Knee Tendonitis – How To Deal with Jumper’s Knee Condition?

Knee TendonitisIn order for your knee to have the wide albeit limited range of motion that it does, it requires a connection between the knee cap and the shin that is flexible, but tough. This connecting tissue is the patellar tendon, and it’s part of what allows for the fluid movement of the knee. Certain activities can cause inflammation of this part, and this inflammation is referred to as knee tendonitis. Because it’s so common in people athletes who jump frequently such as basketball and volleyball players, knee tendonitis has also been called “jumper’s knee.”

Thankfully, surgical means are not commonly a remedy for knee tendonitis treatment unless tears or damage are evident and serious, and home care is usually more than adequate to treat knee tendonitis symptoms.

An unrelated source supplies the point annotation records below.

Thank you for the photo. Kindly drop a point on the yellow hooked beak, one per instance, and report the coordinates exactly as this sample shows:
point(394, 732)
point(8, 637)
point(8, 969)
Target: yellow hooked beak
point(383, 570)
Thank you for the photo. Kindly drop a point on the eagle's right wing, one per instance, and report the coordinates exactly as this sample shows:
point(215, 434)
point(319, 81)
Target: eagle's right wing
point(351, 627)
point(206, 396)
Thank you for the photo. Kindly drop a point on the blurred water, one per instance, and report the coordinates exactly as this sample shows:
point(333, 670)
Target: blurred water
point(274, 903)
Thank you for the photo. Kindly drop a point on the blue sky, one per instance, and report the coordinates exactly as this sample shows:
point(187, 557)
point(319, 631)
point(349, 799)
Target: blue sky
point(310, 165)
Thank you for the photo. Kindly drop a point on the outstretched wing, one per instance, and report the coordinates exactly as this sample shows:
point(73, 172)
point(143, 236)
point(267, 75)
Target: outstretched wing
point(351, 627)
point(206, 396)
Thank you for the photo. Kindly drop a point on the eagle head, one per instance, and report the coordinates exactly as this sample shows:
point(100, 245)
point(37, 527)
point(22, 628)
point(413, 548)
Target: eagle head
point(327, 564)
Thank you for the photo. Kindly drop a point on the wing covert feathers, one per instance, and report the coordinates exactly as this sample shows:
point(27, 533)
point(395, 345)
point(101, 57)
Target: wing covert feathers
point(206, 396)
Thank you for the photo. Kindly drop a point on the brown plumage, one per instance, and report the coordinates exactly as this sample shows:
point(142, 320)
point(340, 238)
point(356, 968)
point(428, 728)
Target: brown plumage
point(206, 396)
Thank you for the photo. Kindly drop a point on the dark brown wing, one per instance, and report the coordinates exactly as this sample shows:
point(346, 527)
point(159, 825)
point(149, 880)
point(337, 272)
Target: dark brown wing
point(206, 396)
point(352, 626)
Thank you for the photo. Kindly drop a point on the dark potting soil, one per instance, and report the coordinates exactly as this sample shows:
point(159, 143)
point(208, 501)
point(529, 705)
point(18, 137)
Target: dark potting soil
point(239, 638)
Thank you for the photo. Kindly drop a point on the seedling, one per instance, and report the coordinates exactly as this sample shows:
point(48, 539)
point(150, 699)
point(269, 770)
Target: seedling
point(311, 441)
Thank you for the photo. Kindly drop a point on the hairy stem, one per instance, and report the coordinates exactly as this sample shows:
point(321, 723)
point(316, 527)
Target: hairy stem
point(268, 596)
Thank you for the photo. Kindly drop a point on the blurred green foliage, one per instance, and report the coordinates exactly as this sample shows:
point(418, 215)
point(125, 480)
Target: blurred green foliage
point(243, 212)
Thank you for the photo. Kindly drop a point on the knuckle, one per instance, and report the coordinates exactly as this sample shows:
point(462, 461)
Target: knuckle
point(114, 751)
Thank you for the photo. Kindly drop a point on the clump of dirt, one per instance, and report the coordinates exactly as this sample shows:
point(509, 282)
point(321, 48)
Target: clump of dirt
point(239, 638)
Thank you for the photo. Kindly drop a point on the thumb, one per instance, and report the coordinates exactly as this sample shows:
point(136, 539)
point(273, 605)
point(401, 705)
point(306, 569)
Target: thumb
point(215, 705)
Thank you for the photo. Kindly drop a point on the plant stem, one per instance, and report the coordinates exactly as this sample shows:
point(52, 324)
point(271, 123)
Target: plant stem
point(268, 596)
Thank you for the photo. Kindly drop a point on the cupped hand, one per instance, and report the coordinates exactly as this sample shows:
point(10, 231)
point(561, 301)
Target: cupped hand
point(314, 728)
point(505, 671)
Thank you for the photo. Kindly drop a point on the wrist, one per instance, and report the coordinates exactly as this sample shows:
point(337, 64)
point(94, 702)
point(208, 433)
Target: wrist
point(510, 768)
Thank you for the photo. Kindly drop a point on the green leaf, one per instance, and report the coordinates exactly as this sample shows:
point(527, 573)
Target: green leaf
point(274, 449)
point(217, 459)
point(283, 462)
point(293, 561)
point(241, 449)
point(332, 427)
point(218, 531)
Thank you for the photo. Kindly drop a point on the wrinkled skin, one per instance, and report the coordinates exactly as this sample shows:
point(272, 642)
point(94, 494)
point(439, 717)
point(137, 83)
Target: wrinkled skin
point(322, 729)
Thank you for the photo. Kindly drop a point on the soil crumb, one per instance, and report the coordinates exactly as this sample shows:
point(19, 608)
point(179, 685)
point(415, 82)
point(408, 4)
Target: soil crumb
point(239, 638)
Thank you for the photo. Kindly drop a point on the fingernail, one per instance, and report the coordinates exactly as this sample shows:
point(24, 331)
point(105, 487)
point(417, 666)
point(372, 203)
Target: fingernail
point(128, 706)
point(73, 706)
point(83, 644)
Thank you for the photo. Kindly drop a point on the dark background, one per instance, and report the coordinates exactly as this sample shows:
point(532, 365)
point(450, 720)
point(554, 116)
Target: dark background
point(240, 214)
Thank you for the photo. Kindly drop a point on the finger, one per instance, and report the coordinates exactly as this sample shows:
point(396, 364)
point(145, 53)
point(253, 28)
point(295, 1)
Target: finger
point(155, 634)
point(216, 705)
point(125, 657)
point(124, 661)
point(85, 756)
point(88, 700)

One of the most important components of home care starts with resting it. This may be a difficult pill to swallow for the competitive athlete; however it’s one of the most critical steps. The inflammation that causes knee tendonitis symptoms simply needs time to subside, but, there are some things that you can do to help move it along so that you can get back in the game quickly. Exercises for knee pain are common for all sorts of maladies, and stretches and exercises can be very effective for knee tendonitis as well. While it’s still creating movement within the tender tendon, these specifically designed stretches and gentle exercises encourage healthy and non damaging movement that will keep the tendon limber and active without exacerbating the knee tendonitis. Over the counter anti inflammatory medications can also be used during your rest and stretch period and these can help to hustle along the reduction of inflammation within the knee. You may also find that ice on the area not only can be soothing and comforting, it also reduces swelling and inflammation which can be a big benefit for sufferers of knee tendonitis.

You may find that straps and braces such as CTI knee braces bring relief as well. Your doctor may talk to you about these or provide or recommend one that is right for you. If you are still experiencing symptoms of knee tendonitis after a period of home care, it might be worthwhile to discuss it with your doctor to investigate further to ensure that there is no underlying damage to the knee. Remember that physical activity is essential to a healthy lifestyle and knee tendonitis doesn’t have to get you down. With proper home care and a gentle reintroduction of physical activity you can get back to what you love quickly!